00:25     On the origins of Nudge: “We’ve seen marketing go through this macro-transition from an arts and crafts discipline into a highly measured discipline where you’re marching to the drum of numbers and process. And sales hadn’t gone through that. Sales is still very much a craft discipline of building relationships. We looked at advances in data science and AI and thought we could dig in and start to measure relationships. If you measure that fundamental unit, the cascade effect of changing the discipline of sales all becomes possible.”

4:46     The arbitrary distinctions among sales, marketing, and product need to be revisited in order to move the modern well-informed buyer from being unaware of a product or service to actually making a commitment. “It’s one spectrum. . . Business thinkers are saying, How do I construct something that works best and ignore those original arbitrary lines that we used to draw?”

7:07     It makes economic sense for firms to invest in marketing and sales automation at the expense of live bodies, but this tradeoff needs to done properly. “People are expensive but they have the ability to tease signal from noise that most automation systems don’t. . . A salesperson can get you to think a little differently about your business and introduce a new narrative, a new way of thinking.”

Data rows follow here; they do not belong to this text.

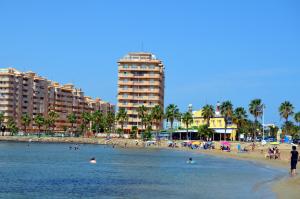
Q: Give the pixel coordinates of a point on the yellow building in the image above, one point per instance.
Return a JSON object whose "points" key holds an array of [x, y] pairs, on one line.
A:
{"points": [[217, 123]]}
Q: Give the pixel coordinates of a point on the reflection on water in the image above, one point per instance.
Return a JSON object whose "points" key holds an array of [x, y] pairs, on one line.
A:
{"points": [[55, 171]]}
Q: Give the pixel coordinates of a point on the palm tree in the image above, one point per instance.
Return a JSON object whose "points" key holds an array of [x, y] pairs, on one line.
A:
{"points": [[172, 113], [39, 120], [208, 112], [72, 119], [122, 117], [297, 118], [142, 114], [286, 109], [255, 109], [157, 114], [226, 109], [187, 119], [25, 119], [239, 117], [1, 118]]}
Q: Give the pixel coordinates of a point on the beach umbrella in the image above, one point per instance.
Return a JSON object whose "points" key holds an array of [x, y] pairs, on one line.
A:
{"points": [[225, 143], [274, 143], [196, 143]]}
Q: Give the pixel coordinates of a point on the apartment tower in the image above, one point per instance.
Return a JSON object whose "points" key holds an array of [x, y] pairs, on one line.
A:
{"points": [[27, 93], [141, 81]]}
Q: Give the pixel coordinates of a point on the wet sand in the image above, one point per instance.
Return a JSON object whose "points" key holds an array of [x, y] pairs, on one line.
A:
{"points": [[287, 187]]}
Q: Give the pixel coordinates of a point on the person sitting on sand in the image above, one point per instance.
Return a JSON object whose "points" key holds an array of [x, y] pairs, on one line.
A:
{"points": [[277, 153], [294, 160], [253, 146], [190, 161]]}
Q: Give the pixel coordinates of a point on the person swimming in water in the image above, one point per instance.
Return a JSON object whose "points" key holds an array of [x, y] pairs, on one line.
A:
{"points": [[93, 160], [190, 161]]}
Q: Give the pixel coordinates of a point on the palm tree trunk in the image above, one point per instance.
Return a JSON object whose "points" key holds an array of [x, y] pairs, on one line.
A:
{"points": [[171, 130]]}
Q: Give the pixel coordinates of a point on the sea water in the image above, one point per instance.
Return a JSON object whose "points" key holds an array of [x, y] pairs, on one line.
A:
{"points": [[41, 170]]}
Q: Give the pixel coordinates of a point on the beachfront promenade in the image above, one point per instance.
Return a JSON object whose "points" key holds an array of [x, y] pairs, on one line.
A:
{"points": [[257, 156]]}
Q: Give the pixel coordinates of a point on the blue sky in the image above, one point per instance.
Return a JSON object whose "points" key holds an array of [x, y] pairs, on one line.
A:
{"points": [[212, 50]]}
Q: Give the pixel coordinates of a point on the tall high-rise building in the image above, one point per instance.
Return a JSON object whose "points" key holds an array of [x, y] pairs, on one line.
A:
{"points": [[141, 81]]}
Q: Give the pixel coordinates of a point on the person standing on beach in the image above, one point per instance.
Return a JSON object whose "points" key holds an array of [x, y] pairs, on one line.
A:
{"points": [[294, 160]]}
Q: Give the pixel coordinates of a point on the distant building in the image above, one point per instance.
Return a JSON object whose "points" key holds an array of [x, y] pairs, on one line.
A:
{"points": [[217, 123], [27, 93], [141, 81], [167, 124]]}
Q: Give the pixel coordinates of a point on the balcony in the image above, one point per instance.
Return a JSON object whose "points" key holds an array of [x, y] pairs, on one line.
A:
{"points": [[131, 90], [156, 69]]}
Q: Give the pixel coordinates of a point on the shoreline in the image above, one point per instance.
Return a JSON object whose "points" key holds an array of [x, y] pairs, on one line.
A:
{"points": [[282, 186]]}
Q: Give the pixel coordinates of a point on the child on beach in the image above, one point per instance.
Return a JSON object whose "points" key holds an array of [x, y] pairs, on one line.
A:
{"points": [[294, 160]]}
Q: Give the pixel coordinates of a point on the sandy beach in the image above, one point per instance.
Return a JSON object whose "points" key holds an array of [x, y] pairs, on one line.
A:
{"points": [[286, 187]]}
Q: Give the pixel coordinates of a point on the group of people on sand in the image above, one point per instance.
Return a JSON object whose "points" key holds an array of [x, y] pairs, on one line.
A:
{"points": [[273, 153], [225, 148], [76, 147]]}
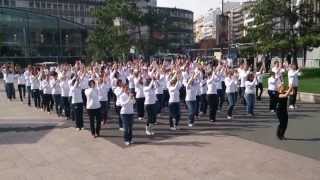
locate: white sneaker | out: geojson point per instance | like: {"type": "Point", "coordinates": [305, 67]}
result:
{"type": "Point", "coordinates": [148, 132]}
{"type": "Point", "coordinates": [127, 143]}
{"type": "Point", "coordinates": [173, 128]}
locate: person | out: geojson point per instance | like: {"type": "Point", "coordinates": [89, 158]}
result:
{"type": "Point", "coordinates": [35, 88]}
{"type": "Point", "coordinates": [77, 102]}
{"type": "Point", "coordinates": [21, 85]}
{"type": "Point", "coordinates": [65, 89]}
{"type": "Point", "coordinates": [150, 104]}
{"type": "Point", "coordinates": [250, 85]}
{"type": "Point", "coordinates": [259, 86]}
{"type": "Point", "coordinates": [243, 72]}
{"type": "Point", "coordinates": [117, 90]}
{"type": "Point", "coordinates": [273, 85]}
{"type": "Point", "coordinates": [190, 98]}
{"type": "Point", "coordinates": [282, 110]}
{"type": "Point", "coordinates": [46, 88]}
{"type": "Point", "coordinates": [126, 100]}
{"type": "Point", "coordinates": [56, 92]}
{"type": "Point", "coordinates": [231, 82]}
{"type": "Point", "coordinates": [103, 90]}
{"type": "Point", "coordinates": [93, 108]}
{"type": "Point", "coordinates": [140, 98]}
{"type": "Point", "coordinates": [203, 94]}
{"type": "Point", "coordinates": [212, 95]}
{"type": "Point", "coordinates": [174, 101]}
{"type": "Point", "coordinates": [293, 79]}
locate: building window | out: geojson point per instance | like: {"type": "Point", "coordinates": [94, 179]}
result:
{"type": "Point", "coordinates": [6, 2]}
{"type": "Point", "coordinates": [13, 3]}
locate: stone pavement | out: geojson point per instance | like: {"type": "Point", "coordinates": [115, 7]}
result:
{"type": "Point", "coordinates": [37, 145]}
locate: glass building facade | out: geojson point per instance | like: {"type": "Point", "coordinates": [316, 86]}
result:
{"type": "Point", "coordinates": [26, 36]}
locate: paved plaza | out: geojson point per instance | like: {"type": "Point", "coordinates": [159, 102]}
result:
{"type": "Point", "coordinates": [37, 145]}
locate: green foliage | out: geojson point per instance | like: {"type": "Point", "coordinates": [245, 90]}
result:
{"type": "Point", "coordinates": [269, 14]}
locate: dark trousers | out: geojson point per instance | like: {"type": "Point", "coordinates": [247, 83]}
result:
{"type": "Point", "coordinates": [159, 102]}
{"type": "Point", "coordinates": [174, 112]}
{"type": "Point", "coordinates": [46, 102]}
{"type": "Point", "coordinates": [65, 106]}
{"type": "Point", "coordinates": [191, 110]}
{"type": "Point", "coordinates": [197, 105]}
{"type": "Point", "coordinates": [22, 91]}
{"type": "Point", "coordinates": [10, 91]}
{"type": "Point", "coordinates": [29, 95]}
{"type": "Point", "coordinates": [221, 98]}
{"type": "Point", "coordinates": [166, 97]}
{"type": "Point", "coordinates": [283, 123]}
{"type": "Point", "coordinates": [152, 113]}
{"type": "Point", "coordinates": [293, 97]}
{"type": "Point", "coordinates": [182, 94]}
{"type": "Point", "coordinates": [57, 103]}
{"type": "Point", "coordinates": [78, 114]}
{"type": "Point", "coordinates": [118, 109]}
{"type": "Point", "coordinates": [259, 87]}
{"type": "Point", "coordinates": [232, 102]}
{"type": "Point", "coordinates": [104, 111]}
{"type": "Point", "coordinates": [213, 106]}
{"type": "Point", "coordinates": [203, 103]}
{"type": "Point", "coordinates": [84, 98]}
{"type": "Point", "coordinates": [140, 107]}
{"type": "Point", "coordinates": [95, 121]}
{"type": "Point", "coordinates": [241, 95]}
{"type": "Point", "coordinates": [127, 125]}
{"type": "Point", "coordinates": [36, 97]}
{"type": "Point", "coordinates": [273, 99]}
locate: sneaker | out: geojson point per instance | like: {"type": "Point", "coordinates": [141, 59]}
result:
{"type": "Point", "coordinates": [127, 143]}
{"type": "Point", "coordinates": [148, 132]}
{"type": "Point", "coordinates": [173, 128]}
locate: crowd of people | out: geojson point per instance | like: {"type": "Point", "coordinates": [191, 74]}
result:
{"type": "Point", "coordinates": [138, 89]}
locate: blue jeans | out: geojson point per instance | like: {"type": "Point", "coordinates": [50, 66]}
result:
{"type": "Point", "coordinates": [127, 120]}
{"type": "Point", "coordinates": [232, 102]}
{"type": "Point", "coordinates": [174, 112]}
{"type": "Point", "coordinates": [192, 110]}
{"type": "Point", "coordinates": [250, 100]}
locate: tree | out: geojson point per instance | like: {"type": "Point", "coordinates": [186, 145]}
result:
{"type": "Point", "coordinates": [280, 25]}
{"type": "Point", "coordinates": [111, 39]}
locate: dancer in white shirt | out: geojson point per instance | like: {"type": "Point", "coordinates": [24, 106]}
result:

10:42     Over the next three to five years, artificial intelligence will force a significant restructuring of the salesperson’s role. “Historically, sales has been a step function: you’re not a customer, you signed a three-year contract for a million dollars, now you’re a customer. That doesn’t exist anymore. . .  It’s a slow spectrum of growth. The best organizations that recognize this put people in front to say, How can I make you more successful? How can I get a little more success out of your team? Over time, that give and take relationship builds trust and enhances revenue. We just happen to call that function “customer success” today. What you’re seeing in modern organizations is that customer success teams own a significant, if not the largest, revenue number. Complete change in the way we think about sales but not fundamentally different.”